Les “Colonnes” de Buren…
Quel déshonneur que de voir l’actuel ministre de la Culture “inaugurer” en janvier 2010, cet ensemble contesté et contestable, commandé en 1985 par Jack Lang, ancien ministre de la Culture !
Cet ensemble monstrueux occupe désormais les 3.000 m² de la cour du Palais Royal, petit chef-d’oeuvre d’architecture et haut lieu historique situé dans le premier arrondissement de Paris au nord du palais du Louvre. Il a été construit à la demande du cardinal de Richelieu par l’architecte Jacques Lemercier à partir de 1622.
A sa mort, le cardinal légua le palais à Louis XIII.
Il fut ensuite la propriété de la régente, Anne d’Autriche et Le jeune Louis XIV ainsi que le cardinal Mazarin quittèrent le Louvre pour habiter ce palais qui prit alors le nom de Palais Royal. En 1692, le régent, Philippe II d’Orléans en hérita à son tour.
A la veille de la Révolution française, le palais appartenait à Philippe IV d’Orléans, futur Philippe-Egalité qui le fit reconstruire suite à un incendie survenu en 1773.
Il en fit alors un haut lieu parisien et y installa des boutiques, des théâtres et des cafés ainsi qu’un jardin.
Le palais abrite aujourd’hui le Conseil d’Etat et sa cour est encadrée par le ministère de la Culture et la Comédie Française.
Mais quelle idée saugrenue que de remplir les 3.000 m² de la cour par un maillage de 260 colonnes de marbre (enfin, il paraît que ce serait du marbre, mais, pour ma part, je n’y crois guère tellement ce marbre-là… ressemble à du béton) blanc zébré de noir, de tailles différentes !

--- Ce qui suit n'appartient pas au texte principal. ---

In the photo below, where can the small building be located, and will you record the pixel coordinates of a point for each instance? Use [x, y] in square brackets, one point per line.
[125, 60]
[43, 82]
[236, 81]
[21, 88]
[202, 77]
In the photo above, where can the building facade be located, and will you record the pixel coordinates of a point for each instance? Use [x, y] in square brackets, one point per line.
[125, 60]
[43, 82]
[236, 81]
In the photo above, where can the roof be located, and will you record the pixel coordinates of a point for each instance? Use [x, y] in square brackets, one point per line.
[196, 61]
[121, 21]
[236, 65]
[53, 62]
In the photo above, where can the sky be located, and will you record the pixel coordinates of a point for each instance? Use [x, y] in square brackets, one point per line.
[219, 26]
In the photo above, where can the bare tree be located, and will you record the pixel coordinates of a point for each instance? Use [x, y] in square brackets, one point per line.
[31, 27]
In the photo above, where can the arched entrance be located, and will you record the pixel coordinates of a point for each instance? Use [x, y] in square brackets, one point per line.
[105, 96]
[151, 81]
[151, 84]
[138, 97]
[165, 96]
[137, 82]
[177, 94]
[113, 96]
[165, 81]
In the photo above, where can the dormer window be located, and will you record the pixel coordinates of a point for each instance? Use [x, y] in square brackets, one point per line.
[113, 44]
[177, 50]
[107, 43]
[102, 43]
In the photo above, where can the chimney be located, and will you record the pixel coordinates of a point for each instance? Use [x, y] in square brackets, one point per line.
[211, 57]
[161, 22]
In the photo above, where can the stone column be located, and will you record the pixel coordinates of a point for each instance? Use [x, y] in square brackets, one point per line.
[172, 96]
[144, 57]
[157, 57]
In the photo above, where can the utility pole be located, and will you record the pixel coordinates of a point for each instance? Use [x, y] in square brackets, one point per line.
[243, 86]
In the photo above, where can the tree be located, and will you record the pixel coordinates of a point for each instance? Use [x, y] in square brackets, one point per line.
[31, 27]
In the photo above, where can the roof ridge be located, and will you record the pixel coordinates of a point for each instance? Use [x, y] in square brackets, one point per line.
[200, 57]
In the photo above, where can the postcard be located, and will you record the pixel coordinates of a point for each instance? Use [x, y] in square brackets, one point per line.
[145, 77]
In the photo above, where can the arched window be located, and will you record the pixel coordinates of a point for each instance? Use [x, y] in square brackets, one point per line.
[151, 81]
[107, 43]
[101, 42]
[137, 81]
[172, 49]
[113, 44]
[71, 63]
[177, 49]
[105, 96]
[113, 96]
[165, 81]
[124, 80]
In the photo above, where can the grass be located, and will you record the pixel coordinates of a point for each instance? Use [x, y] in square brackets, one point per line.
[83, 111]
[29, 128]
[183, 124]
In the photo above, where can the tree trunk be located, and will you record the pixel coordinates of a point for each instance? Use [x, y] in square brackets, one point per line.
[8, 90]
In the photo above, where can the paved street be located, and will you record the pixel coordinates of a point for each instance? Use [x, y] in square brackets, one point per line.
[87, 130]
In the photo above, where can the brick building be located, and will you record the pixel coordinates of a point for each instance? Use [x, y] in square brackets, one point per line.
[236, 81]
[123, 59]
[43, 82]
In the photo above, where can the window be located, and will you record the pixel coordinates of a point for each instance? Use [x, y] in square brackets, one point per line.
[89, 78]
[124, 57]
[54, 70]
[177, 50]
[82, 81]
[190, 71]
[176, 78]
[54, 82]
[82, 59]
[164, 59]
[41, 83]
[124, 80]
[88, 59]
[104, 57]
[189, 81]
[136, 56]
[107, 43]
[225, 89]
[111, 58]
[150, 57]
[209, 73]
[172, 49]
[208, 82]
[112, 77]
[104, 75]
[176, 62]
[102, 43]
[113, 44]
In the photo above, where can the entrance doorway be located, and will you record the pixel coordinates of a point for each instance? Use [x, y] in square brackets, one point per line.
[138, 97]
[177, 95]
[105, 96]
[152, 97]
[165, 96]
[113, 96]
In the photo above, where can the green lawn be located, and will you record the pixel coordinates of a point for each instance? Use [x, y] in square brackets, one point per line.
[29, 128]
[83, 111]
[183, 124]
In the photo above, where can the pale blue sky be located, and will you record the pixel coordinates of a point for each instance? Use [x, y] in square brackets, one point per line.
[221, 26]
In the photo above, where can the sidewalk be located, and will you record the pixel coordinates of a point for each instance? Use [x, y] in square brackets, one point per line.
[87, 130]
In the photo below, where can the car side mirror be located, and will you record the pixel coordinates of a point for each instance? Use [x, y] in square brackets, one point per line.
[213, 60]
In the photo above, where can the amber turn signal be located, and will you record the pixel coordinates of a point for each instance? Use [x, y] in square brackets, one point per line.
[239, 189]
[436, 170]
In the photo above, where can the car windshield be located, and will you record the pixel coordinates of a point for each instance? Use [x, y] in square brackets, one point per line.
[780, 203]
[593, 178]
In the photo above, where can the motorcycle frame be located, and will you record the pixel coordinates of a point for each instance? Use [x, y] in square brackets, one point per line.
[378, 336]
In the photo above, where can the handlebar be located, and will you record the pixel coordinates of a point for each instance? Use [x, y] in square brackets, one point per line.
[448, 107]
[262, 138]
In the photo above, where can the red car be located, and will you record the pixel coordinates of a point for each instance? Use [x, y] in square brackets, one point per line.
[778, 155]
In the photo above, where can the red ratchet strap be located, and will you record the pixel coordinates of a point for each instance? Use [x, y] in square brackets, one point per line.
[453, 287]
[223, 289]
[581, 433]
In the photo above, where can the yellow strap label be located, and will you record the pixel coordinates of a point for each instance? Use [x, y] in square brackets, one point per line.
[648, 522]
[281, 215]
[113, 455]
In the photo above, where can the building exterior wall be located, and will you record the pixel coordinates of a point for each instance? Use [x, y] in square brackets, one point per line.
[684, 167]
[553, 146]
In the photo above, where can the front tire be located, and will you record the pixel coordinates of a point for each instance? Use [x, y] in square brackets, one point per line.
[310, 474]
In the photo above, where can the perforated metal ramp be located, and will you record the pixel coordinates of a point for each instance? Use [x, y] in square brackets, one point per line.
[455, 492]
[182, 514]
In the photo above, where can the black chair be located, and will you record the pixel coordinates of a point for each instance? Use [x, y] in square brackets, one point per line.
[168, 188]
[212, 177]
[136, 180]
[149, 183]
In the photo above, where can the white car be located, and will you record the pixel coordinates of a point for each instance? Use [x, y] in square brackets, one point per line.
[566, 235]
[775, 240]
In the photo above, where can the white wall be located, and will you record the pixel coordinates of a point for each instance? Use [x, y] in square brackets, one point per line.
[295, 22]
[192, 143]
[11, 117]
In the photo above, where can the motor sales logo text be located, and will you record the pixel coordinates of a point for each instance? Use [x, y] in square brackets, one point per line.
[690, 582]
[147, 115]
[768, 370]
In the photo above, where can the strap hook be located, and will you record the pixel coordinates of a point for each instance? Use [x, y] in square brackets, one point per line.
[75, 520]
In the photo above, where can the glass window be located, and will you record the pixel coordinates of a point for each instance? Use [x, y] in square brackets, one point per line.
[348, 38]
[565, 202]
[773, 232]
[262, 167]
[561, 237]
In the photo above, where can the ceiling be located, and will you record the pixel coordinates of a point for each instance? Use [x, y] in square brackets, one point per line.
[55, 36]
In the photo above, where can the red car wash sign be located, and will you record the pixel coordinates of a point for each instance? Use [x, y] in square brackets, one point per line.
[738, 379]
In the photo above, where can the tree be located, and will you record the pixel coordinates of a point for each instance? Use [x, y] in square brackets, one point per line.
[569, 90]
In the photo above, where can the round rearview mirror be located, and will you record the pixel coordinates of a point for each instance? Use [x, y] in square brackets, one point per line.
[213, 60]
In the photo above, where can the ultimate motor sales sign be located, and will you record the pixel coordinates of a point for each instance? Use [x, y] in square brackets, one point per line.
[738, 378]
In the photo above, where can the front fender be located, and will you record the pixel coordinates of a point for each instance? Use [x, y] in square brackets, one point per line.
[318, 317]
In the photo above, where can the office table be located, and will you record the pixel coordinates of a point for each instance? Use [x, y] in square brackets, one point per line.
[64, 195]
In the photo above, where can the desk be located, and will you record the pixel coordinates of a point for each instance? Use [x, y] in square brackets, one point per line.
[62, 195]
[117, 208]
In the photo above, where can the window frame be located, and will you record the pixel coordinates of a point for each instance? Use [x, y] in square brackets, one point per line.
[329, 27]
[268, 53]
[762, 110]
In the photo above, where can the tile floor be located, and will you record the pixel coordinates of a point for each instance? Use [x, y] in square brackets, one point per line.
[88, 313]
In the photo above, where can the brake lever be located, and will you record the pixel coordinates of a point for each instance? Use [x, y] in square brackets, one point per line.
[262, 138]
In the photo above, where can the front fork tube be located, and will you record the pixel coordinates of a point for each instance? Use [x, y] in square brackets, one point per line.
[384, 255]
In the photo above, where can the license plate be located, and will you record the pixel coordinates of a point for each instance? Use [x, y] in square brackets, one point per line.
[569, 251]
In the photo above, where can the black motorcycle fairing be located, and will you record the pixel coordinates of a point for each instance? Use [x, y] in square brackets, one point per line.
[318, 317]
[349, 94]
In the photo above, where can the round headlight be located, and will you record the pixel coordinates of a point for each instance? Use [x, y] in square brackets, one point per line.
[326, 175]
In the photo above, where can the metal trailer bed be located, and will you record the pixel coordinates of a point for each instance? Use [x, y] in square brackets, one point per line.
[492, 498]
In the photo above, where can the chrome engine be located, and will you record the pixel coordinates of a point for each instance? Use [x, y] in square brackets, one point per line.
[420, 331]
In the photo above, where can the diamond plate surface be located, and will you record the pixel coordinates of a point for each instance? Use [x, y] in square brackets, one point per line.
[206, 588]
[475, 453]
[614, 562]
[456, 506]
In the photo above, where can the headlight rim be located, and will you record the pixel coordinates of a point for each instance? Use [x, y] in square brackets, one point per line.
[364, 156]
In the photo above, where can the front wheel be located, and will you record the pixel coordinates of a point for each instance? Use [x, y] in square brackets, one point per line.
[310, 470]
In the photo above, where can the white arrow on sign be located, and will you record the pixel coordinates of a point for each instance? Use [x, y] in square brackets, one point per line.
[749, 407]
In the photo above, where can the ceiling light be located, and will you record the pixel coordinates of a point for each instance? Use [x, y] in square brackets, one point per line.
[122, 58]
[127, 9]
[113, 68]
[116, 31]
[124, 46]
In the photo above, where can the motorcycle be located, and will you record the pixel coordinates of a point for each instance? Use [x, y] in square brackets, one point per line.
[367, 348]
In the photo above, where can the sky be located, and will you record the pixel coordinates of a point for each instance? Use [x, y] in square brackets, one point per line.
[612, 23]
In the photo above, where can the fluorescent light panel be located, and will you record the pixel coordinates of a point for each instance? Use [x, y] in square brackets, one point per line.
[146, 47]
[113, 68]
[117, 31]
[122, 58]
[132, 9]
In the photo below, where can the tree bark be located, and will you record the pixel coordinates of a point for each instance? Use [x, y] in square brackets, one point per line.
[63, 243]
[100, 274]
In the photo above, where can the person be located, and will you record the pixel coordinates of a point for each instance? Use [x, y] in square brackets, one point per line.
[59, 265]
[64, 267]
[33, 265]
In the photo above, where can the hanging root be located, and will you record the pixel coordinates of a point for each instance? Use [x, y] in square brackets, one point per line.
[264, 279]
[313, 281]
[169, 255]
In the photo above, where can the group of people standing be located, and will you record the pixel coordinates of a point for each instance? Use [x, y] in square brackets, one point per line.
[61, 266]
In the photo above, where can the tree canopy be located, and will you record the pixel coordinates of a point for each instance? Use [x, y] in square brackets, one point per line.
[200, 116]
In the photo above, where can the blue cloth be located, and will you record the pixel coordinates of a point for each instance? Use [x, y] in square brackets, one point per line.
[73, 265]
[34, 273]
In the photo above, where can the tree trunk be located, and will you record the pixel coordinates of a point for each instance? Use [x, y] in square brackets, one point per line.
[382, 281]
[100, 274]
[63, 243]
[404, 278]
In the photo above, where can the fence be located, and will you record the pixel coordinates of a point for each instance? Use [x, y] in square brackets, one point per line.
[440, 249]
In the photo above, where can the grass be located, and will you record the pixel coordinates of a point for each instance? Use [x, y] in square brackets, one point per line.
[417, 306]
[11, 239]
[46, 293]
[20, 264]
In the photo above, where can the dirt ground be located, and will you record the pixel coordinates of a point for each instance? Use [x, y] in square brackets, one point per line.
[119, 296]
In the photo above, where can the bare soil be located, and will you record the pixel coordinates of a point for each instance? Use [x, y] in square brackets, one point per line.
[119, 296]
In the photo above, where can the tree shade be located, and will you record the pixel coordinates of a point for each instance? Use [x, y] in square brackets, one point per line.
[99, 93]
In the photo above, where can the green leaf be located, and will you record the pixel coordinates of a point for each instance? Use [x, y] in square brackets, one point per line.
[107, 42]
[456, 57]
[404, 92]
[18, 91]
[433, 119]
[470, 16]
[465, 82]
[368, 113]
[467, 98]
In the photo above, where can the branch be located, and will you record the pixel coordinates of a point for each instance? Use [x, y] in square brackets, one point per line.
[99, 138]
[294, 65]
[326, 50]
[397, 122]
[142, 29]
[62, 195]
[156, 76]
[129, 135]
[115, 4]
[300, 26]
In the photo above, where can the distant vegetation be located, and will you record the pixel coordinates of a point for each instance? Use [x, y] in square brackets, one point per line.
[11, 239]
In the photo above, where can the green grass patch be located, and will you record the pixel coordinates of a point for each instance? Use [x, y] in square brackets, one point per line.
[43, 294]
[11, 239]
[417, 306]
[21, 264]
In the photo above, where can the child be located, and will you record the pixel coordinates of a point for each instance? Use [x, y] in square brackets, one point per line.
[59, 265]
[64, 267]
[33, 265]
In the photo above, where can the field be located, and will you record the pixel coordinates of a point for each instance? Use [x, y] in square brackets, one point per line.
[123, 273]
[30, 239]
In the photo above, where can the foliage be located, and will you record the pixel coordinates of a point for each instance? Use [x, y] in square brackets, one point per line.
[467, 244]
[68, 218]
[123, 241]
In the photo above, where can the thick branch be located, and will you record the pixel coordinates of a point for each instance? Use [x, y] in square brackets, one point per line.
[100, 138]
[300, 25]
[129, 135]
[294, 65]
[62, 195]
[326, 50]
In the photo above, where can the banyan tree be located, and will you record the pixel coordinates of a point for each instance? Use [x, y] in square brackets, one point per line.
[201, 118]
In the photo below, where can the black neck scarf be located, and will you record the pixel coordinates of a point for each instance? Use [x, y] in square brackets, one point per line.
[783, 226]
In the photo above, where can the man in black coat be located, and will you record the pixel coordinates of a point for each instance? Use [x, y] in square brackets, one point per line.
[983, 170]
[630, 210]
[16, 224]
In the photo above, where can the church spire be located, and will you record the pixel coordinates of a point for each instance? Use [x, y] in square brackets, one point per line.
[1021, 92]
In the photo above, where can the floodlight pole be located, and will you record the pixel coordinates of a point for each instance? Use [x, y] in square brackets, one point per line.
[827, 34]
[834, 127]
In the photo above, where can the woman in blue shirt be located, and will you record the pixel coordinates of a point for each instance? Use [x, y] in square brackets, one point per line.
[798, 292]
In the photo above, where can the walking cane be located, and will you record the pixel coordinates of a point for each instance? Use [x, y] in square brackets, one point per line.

Quelque soit l’angle sous lequel on regarde cette cour, on se demande ce que viennent bien faire là ces rondelles ou ces tubes blancs rayés noirs qui dénaturent complètement l’harmonie de la façade intérieure du palais…, mais qui semblent faire la joie des jeunes…, ce qui ne devait certainement pas être le but recherché s’agissant d’un ensemble dont on voudrait nous faire croire qu’il est “sculptural” !.
Car celui à qui cela fut commandé, Daniel Buren, s’est auto-proclamé “artiste peintre et sculpteur”.
D’où vient ce Buren ?
Ses biographes demeurent assez flous quant à ses débuts se contentant de dire de lui : “Sorti de l’Ecole des Métiers d’Art, il aborde de nombreuses techniques telles que le film, la vidéo et le son”, ajoutant car il faut bien ensuite justifier le résultat : “Il oriente, dès les années 1960, son travail vers une économie des moyens artistiques” (sic).
Si l’école des Métiers d’Art est aujourd’hui “École Nationale Supérieure” ce n’était pas le cas dans les années cinquante quand la vénérable institution de la rue Olivier de Serres formait des jeunes gens à des métiers en rapport avec l’art mais plutôt dans un domaine artisanal.
Moins réputés que Boulle ou Estienne, les Métiers d’Art formaient des relieurs, des céramistes, des mosaïstes, des peintres verriers, mais pas des artistes peintres ou des sculpteurs qui sortaient, eux, de l’Ecole Nationale Supérieure de Beaux-Arts, les architectes-décorateurs étant formés aux Arts-Déco de la rue d’Ulm.
D’ailleurs, Buren reconnaît lui-même s’être essentiellement intéressé au film, à la vidéo et au son… ce qui n’a rien à voir avec les arts plastiques.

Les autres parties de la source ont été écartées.